Was the Loan a commercial loan?

The Court was satisfied that the Loan was a commercial loan and the fact that the Defendants had notified the Bank of their taking up residence in No. 131 Tritonville Road did not alter the underlying contractual conditions. 

The Court noted that the conduct of the parties in relation to the Loan indicated at all times that the Loan was being treated as a commercial arrangement. In addition, the Court noted that the Defendants had consented to the matter being heard in the Commercial Court and to a judgment being registered in that court against them.

Did the Code apply to the Loan?

The Court was not persuaded that the Code applied to the Loan.  The Code is specified to apply to the mortgage loan of a borrower which is secured on his/her primary residence.  In this case, the Loan was not secured on a property which was the primary residence of the Defendants.

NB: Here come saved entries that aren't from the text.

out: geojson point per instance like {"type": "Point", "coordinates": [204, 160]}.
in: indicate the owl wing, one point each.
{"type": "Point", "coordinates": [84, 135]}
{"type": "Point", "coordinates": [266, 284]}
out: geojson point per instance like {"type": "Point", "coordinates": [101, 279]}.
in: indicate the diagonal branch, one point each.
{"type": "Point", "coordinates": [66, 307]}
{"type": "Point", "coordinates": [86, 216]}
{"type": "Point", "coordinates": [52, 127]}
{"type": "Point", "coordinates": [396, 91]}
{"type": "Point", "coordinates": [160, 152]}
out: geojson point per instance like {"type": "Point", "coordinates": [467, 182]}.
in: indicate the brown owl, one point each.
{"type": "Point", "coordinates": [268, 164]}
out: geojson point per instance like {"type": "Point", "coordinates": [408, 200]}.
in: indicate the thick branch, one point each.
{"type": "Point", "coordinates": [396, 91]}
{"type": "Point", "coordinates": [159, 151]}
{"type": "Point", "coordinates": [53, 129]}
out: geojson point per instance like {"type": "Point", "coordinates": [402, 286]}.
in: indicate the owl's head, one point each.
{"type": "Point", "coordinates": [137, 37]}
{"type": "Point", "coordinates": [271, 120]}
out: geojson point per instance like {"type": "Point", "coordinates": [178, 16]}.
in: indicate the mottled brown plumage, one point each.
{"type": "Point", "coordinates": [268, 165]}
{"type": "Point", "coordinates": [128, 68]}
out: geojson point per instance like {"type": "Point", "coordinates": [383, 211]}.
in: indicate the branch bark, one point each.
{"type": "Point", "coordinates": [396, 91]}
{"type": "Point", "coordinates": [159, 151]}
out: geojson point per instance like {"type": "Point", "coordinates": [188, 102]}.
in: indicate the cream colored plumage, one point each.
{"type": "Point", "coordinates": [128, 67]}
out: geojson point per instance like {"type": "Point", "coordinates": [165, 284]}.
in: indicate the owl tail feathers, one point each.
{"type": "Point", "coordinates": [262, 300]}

However, the Court stated that it was clear that the Bank considered that the Code applied to No 131 Tritonville Road as records of their dealings with the Defendants proved i.e. writing to the defendants under the MARP process and classifying the defendants as a "not co-operating" borrower.

Is the Receiver entitled to rely on the loan agreement and mortgage provisions to obtain possession of the Properties? 

Under the terms of the mortgage deed, the Bank was entitled to appoint a receiver once the "monies hereby secured become payable" and/or upon the occurrence of an event of default. 

The Plaintiff submitted that as he was not a licence holder or a person supervised by the Central Bank of Ireland, the Code did not apply to him and that his rights under the mortgage deed were clear property rights that could not be interfered with by statute or otherwise.

In support of his arguments, the Plaintiff referred to the decision in Irish Life & Permanent V Dunphy [2015] which stated that Code did not apply to receivers as it only has legal force insofar as it applies to financial services providers authorised, registered or licensed by the Central Bank or in another EU or EEA member state. 

On that basis, the Plaintiff argued that the mortgage deed provided separately for a receiver's right to possession and a lender's right to possession with only the lender's right being limited by the Code.

The Defendants argued that it would be an absurdity if a lender was allowed to appoint a receiver to take possession of a property thereby circumventing the provisions of the Code. The Defendants further argued that the right of a financial institution to take possession on foot of mortgage arrears is only possible through formal possession proceedings. 

The Judge determined that the Defendant's argument that every MARP application must result in a formal application for possession is unsustainable as the Code itself envisages that a lender can take possession of a property in many ways e.g. by way of voluntary agreement, by way of abandonment by the borrower or court order.  Therefore, if there is a failure to resolve the issues between the parties under the MARP process, the Court must look to the original contract between the parties to resolve the issue. 

Under the terms of the mortgage deed executed in 2004, the Defendants had transferred their ownership in the property to the Bank and, upon the occurrence of a default, the Bank had the right to appoint a receiver. 

The Judge noted that, as established in Irish Life & Permanent v Dunphy, the only aspect of MARP that the Court must have regard to is the operation of the moratorium under the Code. In this case, the moratorium period was complied with and the Court had no power to prescribe the manner in which the Bank can enforce its security.

On that basis, the Judge determined that the Bank was entitled to appoint the Plaintiff as receiver of the property at 131 Tritonville Road.